The central bank’s agenda

Written by Ralph Hazell

We are told that the primary role of central banks is to maintain the price stability of their currency, this is done through keeping inflation within a certain band which is normally 1%-2% through the setting of interest rates as well as assisting in keeping economic activity at a steady growth level.

But what if the central banks were deliberately creating massive asset bubbles through bank credit creation which then naturally leads to a banking and asset price burst? This sounds crazy, and why would they do this? Kinder people might say that all central banks start off with good intentions with trying to keep asset prices rising gently but then stuff happens and there are unintended consequences to their actions.

“The road to hell is paved with good intentions”

Perhaps the central banks have decided that they want to instigate structural change to the economies, and the way to do this is to create a massive bubble and when it crashes people will be desperate for some type of economic reform. Or perhaps they believe that by creating credit and increasing asset prices initially they might avoid a harder landing.

Whichever you think, the end result of an asset bubble collapse and banking crisis which is then bailed out by the government translates to a lot of private sector wealth being wiped out and the government sector becoming proportionately larger. With each banking crisis being used for the central banks to expand their powers.

Whilst interest rates do obviously have an impact on the economy, the availability of credit through central bank money creation also has a big impact on the economy. It has been argued that interest rates are used as a smoke screen to distract people from their true policies.

In addition, the world’s central banks have created a huge amount of government debt to help fight the economic slowdown due to the Coronavirus. It is no coincidence that as the US Federal reserve has expanded its asset base by trillions of dollars this year alone to nearly $7 trillion, the price of gold has gone up 15% from 1,500 US$ per ounce top over $1,700 per ounce since the beginning of 2020. In pounds sterling the increase in the gold price this year alone has been closer to 20%. Is this the gold market pricing in future inflation?

Debt causes instability.

It seems that our economy is addicted to debt. The central banks are very keen to push more and more debt into the economy in the name of bailing us all out, but is this to the benefit of the many or just the few? Or perhaps there is an agenda to some-how use an economic crisis to reform the economy.

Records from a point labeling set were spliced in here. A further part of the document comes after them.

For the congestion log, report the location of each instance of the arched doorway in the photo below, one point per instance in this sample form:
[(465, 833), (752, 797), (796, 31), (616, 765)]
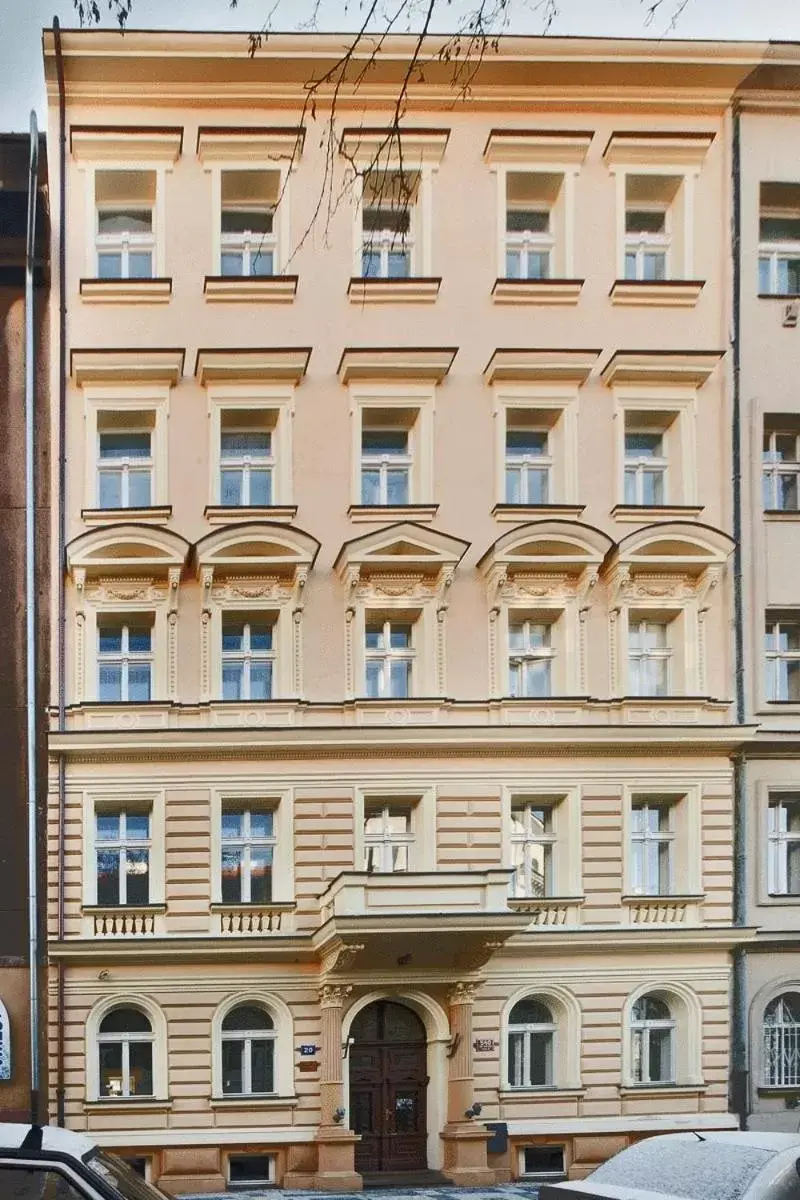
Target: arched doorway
[(388, 1089)]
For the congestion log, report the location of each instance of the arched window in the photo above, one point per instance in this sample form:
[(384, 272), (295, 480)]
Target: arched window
[(125, 1054), (782, 1041), (653, 1041), (247, 1051), (531, 1043)]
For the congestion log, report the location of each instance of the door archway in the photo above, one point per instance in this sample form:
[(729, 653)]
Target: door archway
[(388, 1089)]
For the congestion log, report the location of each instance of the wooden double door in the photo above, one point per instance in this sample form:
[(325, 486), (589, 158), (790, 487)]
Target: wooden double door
[(388, 1089)]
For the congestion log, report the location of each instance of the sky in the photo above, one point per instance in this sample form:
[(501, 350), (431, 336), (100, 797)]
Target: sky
[(20, 23)]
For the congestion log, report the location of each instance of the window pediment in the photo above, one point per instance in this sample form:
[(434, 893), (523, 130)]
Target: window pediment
[(257, 549), (127, 550)]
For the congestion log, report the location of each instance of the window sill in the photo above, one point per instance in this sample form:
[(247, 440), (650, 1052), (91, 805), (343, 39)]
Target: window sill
[(644, 513), (126, 291), (536, 511), (157, 514), (659, 1090), (414, 289), (116, 1104), (390, 513), (662, 294), (236, 514), (536, 291), (254, 1102), (251, 288)]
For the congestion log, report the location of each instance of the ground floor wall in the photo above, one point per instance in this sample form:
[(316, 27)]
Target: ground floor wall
[(188, 1134)]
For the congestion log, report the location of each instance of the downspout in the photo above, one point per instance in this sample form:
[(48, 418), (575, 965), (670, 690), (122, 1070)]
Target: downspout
[(60, 558), (31, 611), (739, 1048)]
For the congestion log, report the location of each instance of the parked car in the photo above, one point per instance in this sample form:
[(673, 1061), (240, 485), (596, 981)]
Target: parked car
[(44, 1163), (699, 1165)]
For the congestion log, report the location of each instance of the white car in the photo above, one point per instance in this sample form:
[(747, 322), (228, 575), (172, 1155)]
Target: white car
[(46, 1163)]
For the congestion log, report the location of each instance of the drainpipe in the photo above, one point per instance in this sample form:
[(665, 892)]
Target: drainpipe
[(60, 559), (739, 1048), (31, 610)]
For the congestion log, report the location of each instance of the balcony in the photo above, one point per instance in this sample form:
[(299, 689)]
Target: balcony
[(428, 918)]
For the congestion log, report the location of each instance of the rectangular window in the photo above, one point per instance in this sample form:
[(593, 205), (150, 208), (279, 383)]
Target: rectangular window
[(125, 223), (533, 849), (247, 658), (649, 657), (122, 857), (530, 659), (782, 660), (247, 851), (389, 659), (385, 466), (528, 466), (528, 225), (388, 220), (246, 459), (247, 237), (651, 847), (124, 461), (783, 846), (388, 837), (124, 663), (779, 239), (645, 467), (781, 469)]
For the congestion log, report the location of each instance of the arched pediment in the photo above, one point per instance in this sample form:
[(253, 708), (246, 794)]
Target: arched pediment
[(681, 544), (566, 545), (405, 545), (258, 546), (127, 547)]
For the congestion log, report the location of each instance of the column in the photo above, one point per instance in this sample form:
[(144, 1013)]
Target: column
[(464, 1135), (335, 1143)]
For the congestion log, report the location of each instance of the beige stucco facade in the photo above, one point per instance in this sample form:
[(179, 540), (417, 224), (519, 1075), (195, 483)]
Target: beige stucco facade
[(455, 358)]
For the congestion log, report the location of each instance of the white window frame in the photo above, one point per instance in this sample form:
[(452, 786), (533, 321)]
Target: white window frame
[(643, 655), (124, 465), (248, 1037), (247, 655), (415, 397), (122, 844), (561, 402), (126, 658), (384, 462), (644, 1027), (643, 244), (125, 1041), (247, 843), (388, 655), (773, 659), (773, 469), (777, 845), (642, 839), (530, 654), (281, 804), (276, 402), (132, 399), (639, 466)]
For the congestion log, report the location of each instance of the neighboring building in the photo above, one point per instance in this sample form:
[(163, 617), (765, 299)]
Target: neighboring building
[(397, 753), (770, 439), (14, 966)]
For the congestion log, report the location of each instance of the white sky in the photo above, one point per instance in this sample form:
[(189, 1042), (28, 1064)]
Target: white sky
[(22, 21)]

It could be argued that many if not all central banks have been implementing inappropriate credit policies without any real accountability. More transparency is needed on the inner working of central banks and how many is created.

The monopoly of the issuance and creation of money by the central banks has created instability in the global economy. We should have the choice of different types of money alongside the current debt based money, with alternative currencies such as commodity based money, community currencies and even crypto currencies such as bitcoin.

Ending the monopoly of fiat money.

We need a decentralised renaissance of our economic and governmental structures. We currently have an over centralisation of power with big government, big banking and big business. Competition in money would kickstart this change.